Dive Brief:
- Amazon is increasing the number of its own private label products sold on its site—to the detriment of some of its merchants, according to a report from Bloomberg.
- Using a report from Skubana.com, a website that helps merchants sell online, Bloomberg reports that Amazon has rapidly expanded the number of goods sold under its private labels in recent years to around 3,000 private label products, ranging from housewares to apparel.
- While Amazon launched its private label line AmazonBasics in 2009, Skubana says that it only recently ramped up production, using data gleaned from merchants to make merchandising decisions. According to the report, AmazonBasics has 900 products on the site, 284 of which were added just last year. Amazon declined to comment to Bloomberg.
Dive Insight:
Anyone who has read Brad Stone's "The Everything Store" won't be surprised by the tactics Amazon is allegedly using to grow its private label business.
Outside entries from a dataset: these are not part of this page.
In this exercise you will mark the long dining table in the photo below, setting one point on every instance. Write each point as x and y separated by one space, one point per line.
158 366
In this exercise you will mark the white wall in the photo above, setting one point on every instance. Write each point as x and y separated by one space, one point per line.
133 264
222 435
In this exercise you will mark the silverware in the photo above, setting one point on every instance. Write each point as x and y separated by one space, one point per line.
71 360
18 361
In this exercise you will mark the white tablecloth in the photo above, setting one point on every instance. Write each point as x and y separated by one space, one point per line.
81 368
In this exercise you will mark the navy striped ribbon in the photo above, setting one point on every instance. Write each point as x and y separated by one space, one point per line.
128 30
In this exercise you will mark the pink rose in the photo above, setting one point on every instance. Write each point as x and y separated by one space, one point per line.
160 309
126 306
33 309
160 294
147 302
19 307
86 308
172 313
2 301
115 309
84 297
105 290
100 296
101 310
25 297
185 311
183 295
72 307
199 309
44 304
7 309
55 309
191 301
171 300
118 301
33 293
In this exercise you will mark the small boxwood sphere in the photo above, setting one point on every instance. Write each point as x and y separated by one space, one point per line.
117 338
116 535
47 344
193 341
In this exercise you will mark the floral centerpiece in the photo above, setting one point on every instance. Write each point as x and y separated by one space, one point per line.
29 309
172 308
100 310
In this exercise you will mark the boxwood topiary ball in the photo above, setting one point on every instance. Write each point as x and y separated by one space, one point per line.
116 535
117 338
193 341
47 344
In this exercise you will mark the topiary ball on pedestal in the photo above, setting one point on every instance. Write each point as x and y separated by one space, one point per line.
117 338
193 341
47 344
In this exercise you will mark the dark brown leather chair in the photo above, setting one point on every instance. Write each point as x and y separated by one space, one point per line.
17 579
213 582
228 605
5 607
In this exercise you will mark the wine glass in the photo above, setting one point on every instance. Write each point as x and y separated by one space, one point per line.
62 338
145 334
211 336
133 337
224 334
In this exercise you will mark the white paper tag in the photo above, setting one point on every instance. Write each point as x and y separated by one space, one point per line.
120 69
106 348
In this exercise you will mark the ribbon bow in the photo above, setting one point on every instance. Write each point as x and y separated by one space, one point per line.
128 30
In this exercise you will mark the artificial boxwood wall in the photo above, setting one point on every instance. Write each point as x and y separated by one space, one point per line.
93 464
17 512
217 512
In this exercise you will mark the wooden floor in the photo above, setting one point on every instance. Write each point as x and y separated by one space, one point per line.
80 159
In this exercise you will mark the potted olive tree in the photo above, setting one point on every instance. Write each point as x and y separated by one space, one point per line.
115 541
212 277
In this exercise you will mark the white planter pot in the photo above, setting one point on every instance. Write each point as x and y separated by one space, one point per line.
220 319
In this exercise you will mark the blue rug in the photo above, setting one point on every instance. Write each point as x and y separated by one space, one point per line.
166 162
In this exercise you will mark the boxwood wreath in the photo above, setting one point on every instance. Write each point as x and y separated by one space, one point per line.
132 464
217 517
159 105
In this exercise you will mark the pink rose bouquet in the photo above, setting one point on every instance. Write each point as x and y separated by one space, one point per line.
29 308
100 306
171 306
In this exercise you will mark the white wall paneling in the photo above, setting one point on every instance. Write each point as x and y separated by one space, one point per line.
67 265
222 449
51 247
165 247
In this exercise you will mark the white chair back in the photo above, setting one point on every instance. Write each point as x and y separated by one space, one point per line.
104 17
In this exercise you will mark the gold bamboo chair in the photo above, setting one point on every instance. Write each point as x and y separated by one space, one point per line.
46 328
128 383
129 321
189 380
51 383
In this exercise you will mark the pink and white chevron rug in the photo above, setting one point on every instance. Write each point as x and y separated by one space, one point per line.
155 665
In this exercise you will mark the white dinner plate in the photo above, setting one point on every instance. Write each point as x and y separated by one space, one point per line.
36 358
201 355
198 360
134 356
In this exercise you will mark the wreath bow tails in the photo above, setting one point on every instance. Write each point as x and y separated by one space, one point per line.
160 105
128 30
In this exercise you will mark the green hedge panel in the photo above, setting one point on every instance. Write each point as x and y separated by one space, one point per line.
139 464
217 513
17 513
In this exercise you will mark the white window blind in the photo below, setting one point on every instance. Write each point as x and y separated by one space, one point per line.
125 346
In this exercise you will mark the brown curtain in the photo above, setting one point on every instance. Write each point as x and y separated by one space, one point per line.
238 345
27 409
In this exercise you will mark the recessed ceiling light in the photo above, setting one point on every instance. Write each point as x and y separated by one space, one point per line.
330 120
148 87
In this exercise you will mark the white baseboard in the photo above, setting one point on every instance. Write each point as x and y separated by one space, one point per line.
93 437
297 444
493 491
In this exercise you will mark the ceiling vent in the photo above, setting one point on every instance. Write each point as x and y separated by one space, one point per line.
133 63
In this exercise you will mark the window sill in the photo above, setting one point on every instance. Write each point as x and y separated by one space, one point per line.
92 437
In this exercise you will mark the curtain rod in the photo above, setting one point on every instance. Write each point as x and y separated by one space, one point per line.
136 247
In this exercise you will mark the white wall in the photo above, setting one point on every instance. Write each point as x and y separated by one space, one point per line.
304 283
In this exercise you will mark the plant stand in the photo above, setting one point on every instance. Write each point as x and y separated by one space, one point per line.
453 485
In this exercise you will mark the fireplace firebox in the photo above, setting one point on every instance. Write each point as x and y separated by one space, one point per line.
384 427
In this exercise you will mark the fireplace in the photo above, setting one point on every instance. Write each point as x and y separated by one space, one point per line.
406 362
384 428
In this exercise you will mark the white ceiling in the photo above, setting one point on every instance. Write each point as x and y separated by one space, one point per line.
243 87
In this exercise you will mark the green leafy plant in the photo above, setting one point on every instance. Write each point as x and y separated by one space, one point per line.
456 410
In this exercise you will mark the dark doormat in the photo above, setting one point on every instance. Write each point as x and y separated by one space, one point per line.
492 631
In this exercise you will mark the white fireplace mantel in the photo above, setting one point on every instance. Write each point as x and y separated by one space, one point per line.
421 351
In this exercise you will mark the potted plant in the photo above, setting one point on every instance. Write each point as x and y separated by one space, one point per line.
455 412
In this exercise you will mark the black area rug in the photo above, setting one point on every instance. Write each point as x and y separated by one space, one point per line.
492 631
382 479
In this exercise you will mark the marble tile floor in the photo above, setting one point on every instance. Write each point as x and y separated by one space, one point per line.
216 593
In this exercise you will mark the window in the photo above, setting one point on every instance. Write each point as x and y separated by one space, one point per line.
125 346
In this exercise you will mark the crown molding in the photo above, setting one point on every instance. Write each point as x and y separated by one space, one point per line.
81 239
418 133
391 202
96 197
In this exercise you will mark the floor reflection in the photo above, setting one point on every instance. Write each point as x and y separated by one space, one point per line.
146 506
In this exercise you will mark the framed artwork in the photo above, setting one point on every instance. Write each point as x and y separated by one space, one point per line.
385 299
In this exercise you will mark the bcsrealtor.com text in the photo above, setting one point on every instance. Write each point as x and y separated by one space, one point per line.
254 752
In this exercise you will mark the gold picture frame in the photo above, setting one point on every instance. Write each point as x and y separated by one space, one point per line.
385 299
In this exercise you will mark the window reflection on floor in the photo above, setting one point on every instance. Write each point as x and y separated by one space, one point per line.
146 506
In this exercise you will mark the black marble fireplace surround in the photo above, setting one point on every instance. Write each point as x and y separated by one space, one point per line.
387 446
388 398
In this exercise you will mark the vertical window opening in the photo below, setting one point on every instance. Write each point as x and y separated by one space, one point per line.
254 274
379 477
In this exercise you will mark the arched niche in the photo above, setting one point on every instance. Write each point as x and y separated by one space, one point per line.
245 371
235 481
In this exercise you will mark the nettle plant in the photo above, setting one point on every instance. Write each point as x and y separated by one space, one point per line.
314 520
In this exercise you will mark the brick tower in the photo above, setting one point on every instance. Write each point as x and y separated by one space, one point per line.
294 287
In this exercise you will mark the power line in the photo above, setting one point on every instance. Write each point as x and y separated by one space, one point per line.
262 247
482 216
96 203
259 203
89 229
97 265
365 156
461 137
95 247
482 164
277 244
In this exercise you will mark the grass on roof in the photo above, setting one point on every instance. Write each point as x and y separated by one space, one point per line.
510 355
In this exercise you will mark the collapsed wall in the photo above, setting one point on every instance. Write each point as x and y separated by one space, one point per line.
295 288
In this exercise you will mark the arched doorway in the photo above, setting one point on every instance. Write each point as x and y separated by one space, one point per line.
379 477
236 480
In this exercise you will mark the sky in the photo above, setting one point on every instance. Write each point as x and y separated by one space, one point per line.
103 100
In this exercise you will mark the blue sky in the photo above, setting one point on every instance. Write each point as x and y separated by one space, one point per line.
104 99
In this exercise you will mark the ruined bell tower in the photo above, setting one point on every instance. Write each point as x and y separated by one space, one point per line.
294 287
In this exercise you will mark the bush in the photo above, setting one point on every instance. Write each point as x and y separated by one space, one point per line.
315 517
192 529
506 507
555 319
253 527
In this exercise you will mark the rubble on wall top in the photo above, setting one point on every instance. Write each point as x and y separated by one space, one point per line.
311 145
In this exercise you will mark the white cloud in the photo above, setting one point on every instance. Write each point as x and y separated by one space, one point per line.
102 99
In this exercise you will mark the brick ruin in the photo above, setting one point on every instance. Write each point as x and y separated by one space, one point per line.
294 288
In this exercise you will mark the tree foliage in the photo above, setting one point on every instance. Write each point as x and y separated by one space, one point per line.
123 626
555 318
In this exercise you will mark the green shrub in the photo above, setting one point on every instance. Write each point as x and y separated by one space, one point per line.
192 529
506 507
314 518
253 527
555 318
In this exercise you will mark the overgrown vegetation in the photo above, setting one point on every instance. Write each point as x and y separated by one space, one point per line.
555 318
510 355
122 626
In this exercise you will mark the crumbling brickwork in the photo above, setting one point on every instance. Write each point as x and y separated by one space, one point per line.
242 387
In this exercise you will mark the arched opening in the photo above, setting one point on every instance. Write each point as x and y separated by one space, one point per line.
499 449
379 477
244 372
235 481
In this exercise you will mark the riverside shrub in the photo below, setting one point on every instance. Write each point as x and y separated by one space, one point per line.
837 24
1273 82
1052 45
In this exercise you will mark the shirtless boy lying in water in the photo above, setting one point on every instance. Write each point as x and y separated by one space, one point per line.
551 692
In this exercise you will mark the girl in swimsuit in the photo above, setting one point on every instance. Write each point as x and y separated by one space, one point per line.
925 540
Since its founding as a book e-retailer, Amazon has engaged in legal battles and aggressive price wars with the publishing industry, most noticeably in 2014 with its standoff with publishing house Hachette. While the scuffles between Amazon and its suppliers revolved around pricing, Amazon now appears to want to cut out the supplier altogether—selling its own products directly to consumers.
Amazon's huge trove of consumer data has helped it in the past with personalization. Now, according to Bloomberg, Amazon is utilizing it to discern consumer demand for products and manufacture its own goods to cater to those needs. That should put merchants on edge, especially smaller merchants that lack Amazon's vast resources, which allow it to experiment with new products and drop them if they underperform (see: Amazon's Fire Phone). Skubana offers some advice to its clients selling on Amazon—an action they even suggest doing, given Amazon's wide reach—that includes dropping any products with ratings under 3.5 stars, as 96% of AmazonBasics products have 3.5 stars or more.
Going forward, the industry's eyes will be on Amazon's foray into private label fashion, which launched in February with seven new private label brands. The question is whether Amazon will adopt the same method it used with AmazonBasics with its clothing: seeing what performs well on its site, then emulating those designs in its private collections. While some say that consumers' penchant for brand names might help those selling on Amazon survive, others are less optimistic.
"Millennials don’t give a damn about brands anymore,” Robin Lewis, CEO of The Robin Report, a retail strategy publication, and co-author of "The New Rules of Retail: Competing in the World’s Toughest Marketplace," told Retail Dive in March. “Brands aren’t a destination for them, and they’re not loyal to brands. They’re looking for new, now, and that comes before the brand name.”
However, as Bloomberg points out, shoppers often start their e-commerce searches on Amazon, not a traditional search engine, and this will help it seek out "white space" in its inventory. According to research from BloomReach and Survata released last year, 44% of shoppers begin their journey online by searching on Amazon, compared to 34% that search on search engines and 21% that search on retailers' websites.
“Amazon has tracked all the transactions,” Lewis told Retail Dive. “They know what’s hot and what’s not, and they can quickly find and fill the white spaces. Amazon will serve the under-served segments. And for those segments that are already being served? They’ll just knock off.”